Les agents de l’Immigration and Customs Enforcement (ICE) se font régulièrement passer pour des policiers locaux pour accéder à des espaces non publics, une pratique qui est, chose inquiétante, largement légale. La récente détention d’Elmina « Ellie » Aghayeva, étudiante à l’Université de Columbia, illustre la manière dont l’ICE exploite l’ambiguïté des protocoles d’application. Les agents sont entrés dans les logements du campus en prétendant faussement qu’ils recherchaient un enfant disparu, une tactique qui contournait les exigences de l’université en matière de mandats judiciaires pour la plupart des arrestations liées à l’immigration.

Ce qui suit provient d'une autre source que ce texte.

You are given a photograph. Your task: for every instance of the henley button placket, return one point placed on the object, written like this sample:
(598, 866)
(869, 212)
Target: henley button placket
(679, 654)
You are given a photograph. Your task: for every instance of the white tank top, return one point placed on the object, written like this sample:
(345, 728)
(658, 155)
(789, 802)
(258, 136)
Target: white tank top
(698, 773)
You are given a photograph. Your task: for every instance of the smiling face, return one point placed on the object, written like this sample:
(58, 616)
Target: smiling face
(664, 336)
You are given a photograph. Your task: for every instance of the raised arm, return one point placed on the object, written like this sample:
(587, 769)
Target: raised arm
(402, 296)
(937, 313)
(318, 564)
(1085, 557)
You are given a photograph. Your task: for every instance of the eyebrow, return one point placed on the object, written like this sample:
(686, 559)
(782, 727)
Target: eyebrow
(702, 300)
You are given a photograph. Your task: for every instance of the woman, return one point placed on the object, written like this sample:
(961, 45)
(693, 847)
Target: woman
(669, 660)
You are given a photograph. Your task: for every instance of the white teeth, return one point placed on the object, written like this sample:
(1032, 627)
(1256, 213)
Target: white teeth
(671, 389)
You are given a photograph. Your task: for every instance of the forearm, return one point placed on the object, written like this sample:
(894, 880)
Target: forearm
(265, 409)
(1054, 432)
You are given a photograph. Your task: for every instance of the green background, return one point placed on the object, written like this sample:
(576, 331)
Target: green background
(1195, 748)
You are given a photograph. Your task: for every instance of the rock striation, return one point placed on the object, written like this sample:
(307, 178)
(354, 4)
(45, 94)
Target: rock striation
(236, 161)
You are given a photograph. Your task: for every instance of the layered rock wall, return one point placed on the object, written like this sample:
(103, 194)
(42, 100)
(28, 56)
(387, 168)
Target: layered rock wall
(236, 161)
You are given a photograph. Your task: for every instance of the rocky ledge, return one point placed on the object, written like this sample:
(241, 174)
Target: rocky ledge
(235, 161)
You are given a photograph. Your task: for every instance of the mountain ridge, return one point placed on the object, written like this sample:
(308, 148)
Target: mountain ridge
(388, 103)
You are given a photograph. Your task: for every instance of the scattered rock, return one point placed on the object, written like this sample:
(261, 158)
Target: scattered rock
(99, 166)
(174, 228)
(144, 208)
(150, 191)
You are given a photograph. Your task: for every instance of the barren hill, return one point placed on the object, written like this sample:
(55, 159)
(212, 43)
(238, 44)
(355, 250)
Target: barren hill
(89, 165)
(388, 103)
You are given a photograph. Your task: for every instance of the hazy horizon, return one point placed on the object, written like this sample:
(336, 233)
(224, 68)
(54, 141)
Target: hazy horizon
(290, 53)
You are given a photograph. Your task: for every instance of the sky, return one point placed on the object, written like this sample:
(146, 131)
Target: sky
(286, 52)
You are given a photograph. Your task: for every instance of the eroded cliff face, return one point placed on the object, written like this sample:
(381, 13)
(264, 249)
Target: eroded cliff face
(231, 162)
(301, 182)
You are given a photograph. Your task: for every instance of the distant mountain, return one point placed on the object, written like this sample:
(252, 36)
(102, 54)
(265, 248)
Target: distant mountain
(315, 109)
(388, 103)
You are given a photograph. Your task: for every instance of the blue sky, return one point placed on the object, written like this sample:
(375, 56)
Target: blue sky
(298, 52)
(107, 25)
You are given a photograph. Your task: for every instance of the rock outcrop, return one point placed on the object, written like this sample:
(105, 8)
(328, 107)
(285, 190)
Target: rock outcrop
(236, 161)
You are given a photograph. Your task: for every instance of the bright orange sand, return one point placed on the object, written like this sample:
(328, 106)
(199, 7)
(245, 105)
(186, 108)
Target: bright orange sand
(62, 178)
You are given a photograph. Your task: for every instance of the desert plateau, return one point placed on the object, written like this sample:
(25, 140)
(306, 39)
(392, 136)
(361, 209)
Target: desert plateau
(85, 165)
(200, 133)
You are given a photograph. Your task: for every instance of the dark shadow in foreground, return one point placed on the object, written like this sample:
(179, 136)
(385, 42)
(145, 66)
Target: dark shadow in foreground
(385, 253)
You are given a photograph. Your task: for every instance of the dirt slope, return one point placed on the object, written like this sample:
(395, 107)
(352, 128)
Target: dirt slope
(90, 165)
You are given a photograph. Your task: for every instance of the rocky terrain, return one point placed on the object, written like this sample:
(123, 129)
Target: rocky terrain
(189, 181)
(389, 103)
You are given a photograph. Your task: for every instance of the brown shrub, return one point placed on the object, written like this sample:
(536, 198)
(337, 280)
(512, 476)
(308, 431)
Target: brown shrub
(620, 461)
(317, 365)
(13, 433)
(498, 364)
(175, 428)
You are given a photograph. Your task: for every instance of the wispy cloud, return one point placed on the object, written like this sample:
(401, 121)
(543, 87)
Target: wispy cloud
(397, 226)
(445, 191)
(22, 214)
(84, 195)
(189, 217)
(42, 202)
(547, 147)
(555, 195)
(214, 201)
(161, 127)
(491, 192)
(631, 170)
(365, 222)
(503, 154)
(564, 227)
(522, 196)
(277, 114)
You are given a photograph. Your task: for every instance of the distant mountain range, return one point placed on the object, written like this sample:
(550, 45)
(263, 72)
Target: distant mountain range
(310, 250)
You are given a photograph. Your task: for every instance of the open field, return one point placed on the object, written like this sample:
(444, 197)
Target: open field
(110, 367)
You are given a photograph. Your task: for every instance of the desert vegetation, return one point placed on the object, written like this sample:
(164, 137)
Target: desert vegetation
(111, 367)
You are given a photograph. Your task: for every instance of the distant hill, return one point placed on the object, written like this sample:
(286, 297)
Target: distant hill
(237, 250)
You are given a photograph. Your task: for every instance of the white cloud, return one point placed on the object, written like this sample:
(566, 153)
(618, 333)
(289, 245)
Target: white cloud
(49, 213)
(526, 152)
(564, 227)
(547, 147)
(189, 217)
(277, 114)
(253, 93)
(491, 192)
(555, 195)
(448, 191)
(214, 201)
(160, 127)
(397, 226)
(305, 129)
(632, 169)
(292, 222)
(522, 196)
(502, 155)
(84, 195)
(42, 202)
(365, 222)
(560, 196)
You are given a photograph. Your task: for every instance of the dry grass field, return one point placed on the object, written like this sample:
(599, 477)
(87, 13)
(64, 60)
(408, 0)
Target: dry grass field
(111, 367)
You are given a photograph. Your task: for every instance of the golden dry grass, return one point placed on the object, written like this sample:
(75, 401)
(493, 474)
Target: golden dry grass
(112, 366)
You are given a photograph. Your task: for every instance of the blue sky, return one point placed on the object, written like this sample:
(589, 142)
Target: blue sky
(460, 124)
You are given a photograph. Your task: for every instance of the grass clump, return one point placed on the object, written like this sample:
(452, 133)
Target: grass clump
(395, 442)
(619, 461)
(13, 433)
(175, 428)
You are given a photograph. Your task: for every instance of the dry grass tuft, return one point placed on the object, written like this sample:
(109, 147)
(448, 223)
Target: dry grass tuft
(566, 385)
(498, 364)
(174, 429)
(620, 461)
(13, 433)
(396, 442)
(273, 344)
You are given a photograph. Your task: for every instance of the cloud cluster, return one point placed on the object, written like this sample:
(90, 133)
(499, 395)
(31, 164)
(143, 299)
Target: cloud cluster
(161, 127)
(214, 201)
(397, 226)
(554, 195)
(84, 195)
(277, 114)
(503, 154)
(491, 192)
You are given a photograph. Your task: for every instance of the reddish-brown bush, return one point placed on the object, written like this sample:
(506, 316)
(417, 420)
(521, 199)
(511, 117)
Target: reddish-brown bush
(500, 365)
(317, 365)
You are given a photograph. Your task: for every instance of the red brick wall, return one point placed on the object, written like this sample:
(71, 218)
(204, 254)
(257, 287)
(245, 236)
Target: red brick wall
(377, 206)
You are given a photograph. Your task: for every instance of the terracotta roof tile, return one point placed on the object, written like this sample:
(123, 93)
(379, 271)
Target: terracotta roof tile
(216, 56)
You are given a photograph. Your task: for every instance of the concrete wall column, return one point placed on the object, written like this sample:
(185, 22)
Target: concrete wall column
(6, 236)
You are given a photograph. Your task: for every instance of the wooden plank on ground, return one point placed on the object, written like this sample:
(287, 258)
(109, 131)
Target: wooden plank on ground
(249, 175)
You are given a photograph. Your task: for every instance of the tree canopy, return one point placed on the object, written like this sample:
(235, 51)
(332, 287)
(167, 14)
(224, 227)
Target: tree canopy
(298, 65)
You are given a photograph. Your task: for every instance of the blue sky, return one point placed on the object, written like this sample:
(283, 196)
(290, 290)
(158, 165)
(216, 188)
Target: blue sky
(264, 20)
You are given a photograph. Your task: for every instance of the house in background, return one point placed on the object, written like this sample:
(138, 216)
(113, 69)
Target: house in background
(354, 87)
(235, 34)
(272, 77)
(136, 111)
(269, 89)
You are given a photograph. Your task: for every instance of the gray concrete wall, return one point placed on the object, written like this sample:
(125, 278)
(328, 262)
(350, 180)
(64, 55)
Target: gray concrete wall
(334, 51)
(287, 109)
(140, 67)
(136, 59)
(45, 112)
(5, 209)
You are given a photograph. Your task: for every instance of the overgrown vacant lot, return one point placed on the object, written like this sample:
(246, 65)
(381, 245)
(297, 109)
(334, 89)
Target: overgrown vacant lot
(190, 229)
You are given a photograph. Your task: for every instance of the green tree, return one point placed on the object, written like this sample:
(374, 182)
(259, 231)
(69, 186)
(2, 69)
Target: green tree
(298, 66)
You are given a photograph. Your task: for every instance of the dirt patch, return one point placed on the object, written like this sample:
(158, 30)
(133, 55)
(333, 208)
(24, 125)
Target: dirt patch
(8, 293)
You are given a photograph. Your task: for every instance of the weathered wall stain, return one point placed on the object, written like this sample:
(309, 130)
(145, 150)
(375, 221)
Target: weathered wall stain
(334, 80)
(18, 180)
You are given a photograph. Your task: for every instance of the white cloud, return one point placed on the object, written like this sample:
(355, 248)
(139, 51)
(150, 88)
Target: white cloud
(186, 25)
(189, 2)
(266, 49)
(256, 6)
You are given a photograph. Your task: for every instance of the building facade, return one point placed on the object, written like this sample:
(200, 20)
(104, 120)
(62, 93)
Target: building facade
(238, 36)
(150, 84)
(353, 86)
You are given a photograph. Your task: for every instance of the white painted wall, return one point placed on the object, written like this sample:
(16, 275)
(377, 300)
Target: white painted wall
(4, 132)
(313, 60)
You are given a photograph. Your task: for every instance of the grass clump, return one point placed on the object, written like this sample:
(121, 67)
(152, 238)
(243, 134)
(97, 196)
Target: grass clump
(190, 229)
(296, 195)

Ce n’est pas un incident isolé. ICE a longtemps fonctionné dans une zone grise juridique, recourant à la tromperie pour garantir le respect et éviter les restrictions du Quatrième Amendement sur les perquisitions sans mandat. Une note interne de 2006 qualifie explicitement les « ruses » d’acceptables, à condition qu’elles n’impliquent pas de revendiquer une affiliation à des agences de santé ou de sécurité sans approbation. La justification ? Empêcher les suspects de fuir et minimiser les risques pour les agents.
Le problème n’est pas seulement que ICE ment. C’est que le système le permet. Les mandats administratifs, contrairement aux mandats judiciaires, ne nécessitent pas l’approbation d’un juge, ce qui crée des failles pour une application agressive. En outre, les pratiques de l’ICE sont souvent justifiées par de vagues allégations d’efficacité ou de sécurité nationale.
Les experts avertissent que l’augmentation du financement et la réduction de la surveillance ont encouragé l’ICE à repousser les limites juridiques. La volonté de l’agence de se faire passer pour les forces de l’ordre va au-delà de la simple commodité. Dans le passé, les prédécesseurs de l’ICE attiraient les immigrants dans des pièges d’expulsion en leur promettant l’amnistie, puis en les arrêtant à leur arrivée.
Le cas de Columbia met en évidence le décalage entre les déclarations officielles et la réalité. Le DHS affirme que les agents « s’identifient clairement », mais des témoins oculaires et des documents internes suggèrent le contraire. Le recours de l’agence à des termes ambigus comme « police » obscurcit encore davantage sa véritable identité, exploitant la confiance du public dans les forces de l’ordre locales.
Les implications juridiques sont complexes. Se faire passer pour un officier peut enfreindre certaines lois, mais l’ICE opère dans un espace où la tromperie est souvent considérée comme une tactique légitime. Annie Lai, de l’Immigrant and Racial Justice Solidarity Clinic, soutient que ces pratiques privent effectivement les individus de leur droit de consentir aux fouilles, car la prétention d’autorité élimine un véritable choix.
Les conséquences à long terme sont systémiques. À mesure que la responsabilité s’érode, les tactiques trompeuses se normalisent, sapant la confiance dans les forces de l’ordre et exposant les populations vulnérables à un risque accru. L’incident d’Aghayeva souligne une vérité troublante : l’ICE est légalement autorisée à mentir pour atteindre ses objectifs, et les garanties destinées à empêcher les abus sont manifestement inefficaces.